А если я все же проснулся, то умру с высоко поднятой головой. Жаль, никто песню не напишет, типа, «Здравствуй, Герман, последний герой!»
Помотав головой, чтобы разогнать страх и сомнения, я рывком встал на ноги, пошарил в кармане, пытаясь найти что-нибудь острое: ножик, гвоздь, булавку.
Ничего.
Впрочем, я нашел монетку достоинством в два рубля. Страшное магическое оружие! А что? На нем же нарисован мистический зверь: орел двуглавый, а всем известно, что таких мутантов в природе нет. Значит – монета волшебная.
Я зажал деньги в кулаке, сосчитал до пяти и двинулся к алтарю.
Мне показалось, что мне навстречу поплыл какой-то сизый туман, и сразу стало как-то неестественно светло. Вдруг сами собой вспыхнули факела, укрепленные в стенах. Я уже не удивлялся.
Я стиснул зубы и продолжал движение.
И вот мы столкнулись: я и оно. Ощущение было, словно я вошел в утренний туман: слегка сыро, все видится в мутной паволоке, но не страшно.
Я не услышал голосов, не увидел рогатых или крылатых приспешников богов и демонов. Не происходило ровным счетом ничего. Только очень хотелось вернуться назад, к закрывшимся решеткам, чтобы там спокойно умереть.
Это была не паника, а какое-то новое, неведомое мне чувство. Я ощущал, как меня всего буквально лихорадило, но это был страх тела, а не ума. Я никогда раньше не задумывался, что разум, душа и тело – это совершенно разные ипостаси, каждая из которых живет своей жизнью.
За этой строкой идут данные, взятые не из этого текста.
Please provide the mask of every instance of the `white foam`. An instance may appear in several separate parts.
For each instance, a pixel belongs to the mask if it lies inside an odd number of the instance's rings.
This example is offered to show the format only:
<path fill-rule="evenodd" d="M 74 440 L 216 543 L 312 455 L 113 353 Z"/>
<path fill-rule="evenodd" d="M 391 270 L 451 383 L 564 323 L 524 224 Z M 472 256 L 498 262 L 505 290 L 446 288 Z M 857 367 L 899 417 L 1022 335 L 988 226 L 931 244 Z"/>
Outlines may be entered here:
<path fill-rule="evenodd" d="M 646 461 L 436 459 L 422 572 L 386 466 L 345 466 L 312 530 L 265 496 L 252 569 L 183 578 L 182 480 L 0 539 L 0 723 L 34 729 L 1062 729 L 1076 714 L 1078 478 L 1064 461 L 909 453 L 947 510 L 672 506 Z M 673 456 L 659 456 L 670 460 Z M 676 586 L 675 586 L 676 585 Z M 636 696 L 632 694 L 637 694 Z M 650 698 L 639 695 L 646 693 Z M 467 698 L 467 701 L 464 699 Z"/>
И вот здесь, в этом жутком месте, душа отказалась подыгрывать уму. Со мной произошел бунт сердца. Я не хотел идти к алтарю, но не мог логически обосновать, почему. Более того, головой я прекрасно понимал, что иного пути спасения нет. Душа же ничего не предлагала, она хотела ютиться у закрытых решеток. Такой вот парадокс.
В туманной зыби я дошел до алтаря и склонился над ним.
Багровое облако смотрело на меня настоящими круглыми, слегка навыкате глазами того старичка с козлиной бородой, который шарахнулся от нас с Лерой накануне.
Я дернулся, чтобы отскочить прочь, но было поздно. Надо мной взметнулись невидимые щупальца, и я почувствовал, как меня притянуло к черному камню.
Теперь облака, лежащие на алтаре, смешались, человеческие глаза утонули в их бурлении.
Я был вынужден смотреть, как единый туман меняет цвета и оттенки, как он: то увеличивается, то снова опадает, точно дрожжевое тесто.
Господи, как я хотел проснуться!
Меня угнетало не то, что невидимые жгуты держали мое тело в полусогнутом над алтарем положении, а то, что я не понимал, что же происходит!
Во всех движениях смешанного облака была неумолимая логика перерождения, но она была нечеловеческая, по крайней мере – непостижимой для меня.
Я кусал до крови губы и думал, что если выберусь, то стану очень разборчивым в своих желаниях.
Впредь я захочу не просто написать гениальный мистический роман, но непременно пожелаю сделать это еще так, чтобы сам я во всей этой чертовщине не варился. Пусть боги помогут мне выдумать, но пусть оставят меня в кресле и дома!
И тут до меня внезапно дошло, что кто-то хочет принести меня в жертву за грехи человечества или за отдельно взятого черного мага, к примеру, того самого, козлиной бородой.
Ну, точно! Старикан нашел выход: не хочешь умирать сам – приведи друга!
Мой мозг напряженно искал ассоциации, по которым я мог бы догадаться, как это остановить.
Козел – это не только символ антихриста, а еще – греческого бога Пана: проказливого, но не такого уж и черного.